Afterthoughts: Conversation with David Abram, Part Three: Reflections on Beauty and Grief

Bluebird before taking the plunge.

Afterthoughts: Conversation with David Abram, Part Three: Reflections on Beauty and Grief

A third afterthought on the Conversation with David Abram (C. G. Jung Institute, see below.)

Sometimes I wonder if my early years with a diabetic mother about whose survival I worried constantly, have been preparation for this time on earth. Do souls have such agendas? For my generation, it’s been first one thing and then another, being plagued by angst for the survival of life as we know it from the beginning. We were the post nuclear bomb generation, the one taught to “duck and cover” in case of a nuclear attack. Even then, at age 9 or 10, we knew this was ridiculous! One only had to hear about the destruction, the eons of years needed for radioactive decay, the impact of radiation on all life, to know that in the event of a nuclear attack, there would be no ducking.

Into my sons early years, stopping nuclear proliferation was a passion for me. And then, remarkably, the urgency subsided as treaties were signed and the Cold War ended. Nations could no longer afford the nuclear arms race.

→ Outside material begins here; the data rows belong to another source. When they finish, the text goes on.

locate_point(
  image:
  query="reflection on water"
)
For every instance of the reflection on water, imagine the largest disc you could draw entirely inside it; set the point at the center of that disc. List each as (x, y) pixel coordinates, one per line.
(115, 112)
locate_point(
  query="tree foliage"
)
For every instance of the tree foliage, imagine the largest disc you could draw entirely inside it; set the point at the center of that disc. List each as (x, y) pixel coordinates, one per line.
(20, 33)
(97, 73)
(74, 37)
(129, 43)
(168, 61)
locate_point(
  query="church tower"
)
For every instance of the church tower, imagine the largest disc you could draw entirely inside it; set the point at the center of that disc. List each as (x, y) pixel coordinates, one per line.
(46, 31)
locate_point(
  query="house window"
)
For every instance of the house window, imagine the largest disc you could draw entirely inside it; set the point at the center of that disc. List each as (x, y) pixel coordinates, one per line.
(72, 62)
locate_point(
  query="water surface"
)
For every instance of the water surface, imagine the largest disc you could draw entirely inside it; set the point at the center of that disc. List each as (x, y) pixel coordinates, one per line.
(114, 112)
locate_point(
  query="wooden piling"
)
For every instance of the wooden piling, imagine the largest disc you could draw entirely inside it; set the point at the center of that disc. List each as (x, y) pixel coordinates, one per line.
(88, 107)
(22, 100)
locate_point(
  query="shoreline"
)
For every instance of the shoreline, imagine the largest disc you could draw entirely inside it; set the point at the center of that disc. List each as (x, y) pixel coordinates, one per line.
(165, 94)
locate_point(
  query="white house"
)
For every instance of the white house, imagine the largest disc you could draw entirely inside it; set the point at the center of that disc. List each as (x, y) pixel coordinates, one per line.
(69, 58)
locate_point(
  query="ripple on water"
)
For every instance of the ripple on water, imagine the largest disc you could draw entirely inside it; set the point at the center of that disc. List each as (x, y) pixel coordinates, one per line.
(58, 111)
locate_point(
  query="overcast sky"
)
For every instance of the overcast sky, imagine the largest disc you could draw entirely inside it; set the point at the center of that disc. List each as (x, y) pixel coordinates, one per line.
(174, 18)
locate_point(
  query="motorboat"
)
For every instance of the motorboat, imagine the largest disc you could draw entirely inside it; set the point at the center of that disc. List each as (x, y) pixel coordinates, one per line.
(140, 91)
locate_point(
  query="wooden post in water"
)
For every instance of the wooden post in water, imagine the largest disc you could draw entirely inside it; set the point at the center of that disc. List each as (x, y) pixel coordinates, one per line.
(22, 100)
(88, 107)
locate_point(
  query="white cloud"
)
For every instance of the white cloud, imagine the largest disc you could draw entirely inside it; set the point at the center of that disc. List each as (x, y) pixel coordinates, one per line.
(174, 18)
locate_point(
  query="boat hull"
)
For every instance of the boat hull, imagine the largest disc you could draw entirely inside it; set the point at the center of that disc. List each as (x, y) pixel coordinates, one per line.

Then one Monday evening my husband, two toddler sons, and I were driving to San Francisco when we heard on the radio that a radiation cloud from the Chernobyl nuclear power plant accident would be passing over us. Again, there was no ducking! ― as the most recent nuclear power plant disaster in Japan is again demonstrating!

These last years my attachment to the earth is once again challenged. The earth is warming due in large part to pollution. Western nations are using inordinate amounts of resources, creating toxins and pollution that are altering life on our planet, making it less diverse, more sterile. Developing nations aspire to use as much as western nations, which is impossible, given the resources available on our planet. Weather patterns are more erratic and severe. Suddenly a dry winter becomes a stimulus for alarm: is this climate change? What if this is the new norm? What about these coastal oaks and madrone dying from sudden oak death? (The Department of Agriculture office told us our native madrone may no longer exist on these mountains in a few years time.) Have we caused this as well?

For a while after September 11, 2001, I could not look at the beauty of the meadow around our home. I felt a shield between myself and the night sky resplendent with stars, buffering the melodic birdsongs of spring and the sweetness of fresh-turned, damp earth in the garden. To be open to the beauty of the oak savannah west of our home hurt!

What is this? I remember how in my own analytic work I spent years opening my heart to my mother. (Despite her many complications and emergencies, she lived to be 80. I wish I had known! ) This time around, though, I’ve had more psychological muscle gained from my analysis. Besides, the beauty of the earth is persistent! Somehow I have been able to at once feel awe in the presence of the ancient valley oaks that often seem to shine with their own light and, at the same time, take in how even my own actions may be hurting them.

David Abram writes:

There are those… not frightened of grief; dropping deep into the sorrow, they find therein a necessary elixir to the numbness. When they encounter one another, when they press their foreheads against the bark of a centuries-old tree, or their palms into the hand of yet another child who has tasted prematurely of wrenching loss, their eyes well with tears that fall easily to the ground. The soil needs this water. Grief is but a gate, and our tears a kind of key opening a place of wonder that’s been locked away. Suddenly we notice the sustaining resonance between the drumming heart within our chest and the pulse rising from under the ground. (Becoming Animal: An Earthly Cosmology, p. 309)

There is a homeopathic remedy for chronic grief, natrum muriaticum, or table salt (grief, bitterness). Jungian analyst Edmond Whitmont has described it as a remedy of consciousness, the consciousness of the separation from the original wholeness, as in salt from the motherly sea. In the pathological state it treats the bitterness of feeling isolated and depressed. Bringing balance, it offers consciousness, and paradoxically communion: the individuating task of feeling oneself discrete in awareness of how we are connected to all. Or, perhaps, as David puts it, the remedy affords that ability to once again feel “that sustaining resonance between the drumming heart within our chest and the pulse rising from under the ground.”

The Environmental Crisis and the Living Quest of the Embodied Psyche, David Abram in Conversation with Patricia Damery. February 10, 2012, at the David Brower Center in Berkeley, CA. Presented by the C. G. Jung Institute of San Francisco, CA.